Pretty Much ANYTHING Can Trigger Our Illnesses

Discussion in 'Fibromyalgia Main Forum' started by Mikie, Feb 14, 2003.

  1. Mikie

    Mikie Moderator

    There is always a steady stream of questions about whether someone's surgery, auto accident, flu, childhood abuse, emotional stress from a divorce, child birth, etc. could have triggered their illnesses.

    ANY stress on the body, be it physical, mental, or emotional, can trigger our illnesses. There are some people who do not remember any preceding stress, but that is in the minority. Most of us can remember something which triggered the downfall of our health. Many of us can also recall a few symptoms from childhood which we now know was an omen of things to come.

    Of all our problems, stress is the worst. We simply MUST find a way to reduce stress in our lives. That may mean making some pretty drastic changes in our jobs and relationships. It may even mean moving, but it must be done or we will just get sicker.

    I believe we are gentically predisposed to our illnesses and that a stressor. or multiple stressors, just overwhelms our immune systems. The real question is not what triggered our illnesses, except in the case of chronic stealth infections, but how we are going to treat them and what changes do we need to make.

    Love, Mikie
  2. LauraLea

    LauraLea New Member

    it can run in your family?

    I think my father may have had FM or CFS, but was never DX'd. He was always in a lot of pain but the doctors never found anything.

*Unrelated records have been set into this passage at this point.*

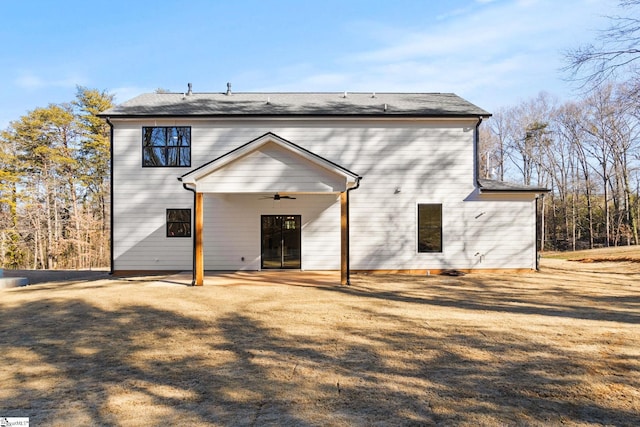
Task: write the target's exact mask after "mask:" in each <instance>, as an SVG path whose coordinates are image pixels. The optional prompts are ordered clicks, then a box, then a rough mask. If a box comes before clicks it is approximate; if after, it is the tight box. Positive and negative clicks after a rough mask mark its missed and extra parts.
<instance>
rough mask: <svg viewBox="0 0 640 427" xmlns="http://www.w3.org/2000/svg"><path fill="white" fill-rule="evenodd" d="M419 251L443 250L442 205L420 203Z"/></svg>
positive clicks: (437, 250) (418, 224) (418, 223)
mask: <svg viewBox="0 0 640 427" xmlns="http://www.w3.org/2000/svg"><path fill="white" fill-rule="evenodd" d="M418 252H442V205H441V204H419V205H418Z"/></svg>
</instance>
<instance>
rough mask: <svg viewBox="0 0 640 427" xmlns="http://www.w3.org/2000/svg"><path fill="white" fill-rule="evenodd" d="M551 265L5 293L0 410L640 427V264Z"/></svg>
mask: <svg viewBox="0 0 640 427" xmlns="http://www.w3.org/2000/svg"><path fill="white" fill-rule="evenodd" d="M625 256H626V255H625ZM542 265H543V271H542V272H540V273H536V274H533V273H532V274H524V275H483V274H471V275H467V276H464V277H434V276H431V277H408V276H360V275H356V276H354V277H353V281H352V282H353V285H352V286H351V287H339V286H327V285H322V284H305V283H304V282H300V281H297V280H293V279H292V280H290V281H288V280H284V281H282V282H284V283H282V282H280V283H268V284H264V283H263V284H260V283H250V282H242V283H240V282H237V283H236V282H234V281H233V278H229V279H228V280H227V281H225V282H224V283H225V284H220V285H216V286H204V287H202V288H192V287H185V286H180V285H176V284H171V283H170V282H169V281H162V280H160V279H159V278H137V279H136V280H121V279H120V280H118V279H113V280H109V279H100V280H95V281H79V282H59V283H47V284H42V285H37V286H30V287H27V288H19V289H11V290H4V291H0V324H1V325H2V328H1V330H0V354H2V365H1V366H0V416H28V417H30V419H31V422H32V425H45V424H46V425H52V426H56V425H60V426H62V425H65V426H67V425H261V426H262V425H279V426H280V425H302V426H315V425H322V426H325V425H340V426H342V425H433V424H437V425H443V424H444V425H474V426H475V425H489V426H491V425H561V424H562V425H629V426H632V425H640V374H639V372H640V330H639V327H638V324H639V322H640V312H639V309H640V292H639V285H638V279H639V278H640V265H639V264H638V263H620V262H603V263H597V264H582V263H575V262H568V261H565V260H557V259H545V260H543V264H542ZM292 277H293V276H292ZM221 283H223V282H222V281H221Z"/></svg>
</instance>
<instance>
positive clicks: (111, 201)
mask: <svg viewBox="0 0 640 427" xmlns="http://www.w3.org/2000/svg"><path fill="white" fill-rule="evenodd" d="M105 119H106V121H107V124H108V125H109V157H110V160H111V161H110V162H109V173H110V175H111V177H110V179H109V187H110V188H109V222H110V224H109V239H110V240H111V241H110V242H109V243H110V244H109V252H110V255H109V258H110V260H109V261H110V262H109V263H110V266H109V274H110V275H113V273H114V270H113V266H114V265H115V262H114V259H113V256H114V251H113V242H114V240H113V179H114V175H113V163H114V162H113V123H112V122H111V118H110V117H109V116H106V117H105Z"/></svg>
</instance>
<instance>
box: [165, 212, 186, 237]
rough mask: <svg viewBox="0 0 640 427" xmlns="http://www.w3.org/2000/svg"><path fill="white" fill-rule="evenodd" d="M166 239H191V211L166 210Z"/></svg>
mask: <svg viewBox="0 0 640 427" xmlns="http://www.w3.org/2000/svg"><path fill="white" fill-rule="evenodd" d="M167 237H191V209H167Z"/></svg>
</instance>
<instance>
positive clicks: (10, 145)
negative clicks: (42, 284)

He passed away over 20 years ago and of course FM was never heard of back then.

  3. TerriM

    TerriM New Member

    Mikie -- I agree that the stress is something we must limit to the best of our abilities & learn new ways to try to deal with it. I do think this is a big challenge.

    I am trying to consistently meditate & it really does help. I haven't gotten really good at it yet and haven't been so good about being consistent, but when something really upsets me I've been trying to do it and afterwards I feel much better . . . its almost like taking a step back and slowing down your brain . . . then you can think more rationally and objectively about the situation.

    In the coping corner there is a good article called the "Glass Cage" which speaks of one woman's recovery. I found it inspiring (although I don't think she took much medication and some people cannot do without it). She basically talks about learning to change and lose the emotional baggage of all of the stress & to take care of your body so it can heal itself.

    In some ways I think coping with the stress better is really the key . . . it is just so difficult to change. I think we all become programmed to just do and do and do, until we can't take anymore & literally collapse.

  4. Mikie

    Mikie Moderator

    Yes, I do believe there is a genetic connection. My Mom had FMS, I have CFS/FMS, and both my daughters have FMS. I think at some point a stressor triggers the illnesses in genetically predisposed people.

    Meditation is good as is Tai Chi, Yoga, and visualization. I mentioned here a while back that my therapist was using hypnotherapy to help me learn how to be a well person again. I now use visualization to blow off my problems and stressors. It is faster than meditation, which I also do, and it easier once one gets used to it.

    Remember the old song about "pack up your troubles in an old kit bag and smile, smile, smile?" Well, you can visualize packing up your troubles in anything you want to and just send them on their way. In therapy, I learned how to self-hypnotize and can go into the trance or relaxation response in seconds. It's really helpful.

    Love, Mikie
  5. lumediluna

    lumediluna New Member

    Hi Mike,

    I totally agree....seems when I am REAlly stressed I get worse, like bad flare ups[This Message was Edited on 07/15/2003]
  6. VenusFire

    VenusFire New Member

    I found that when stress hits, my body decides to quit. It also makes the depression worse, and takes awhile to get it back into control. Lots of people in my family and my boyfriend just don't understand that when a cold hits, the normal achy, stiff feeling is enhanced by 100% for someone with FMS. I do know that studies show that there IS a strong belief that FMS is hereditary. My doc wanted to know whether it ran in my family, but I was adopted from South Korea when I was 4 months old and don't know of my family's medical history.

    So is it true that FMS decreases our immune systems? (therefore we get sick more easily than other people?)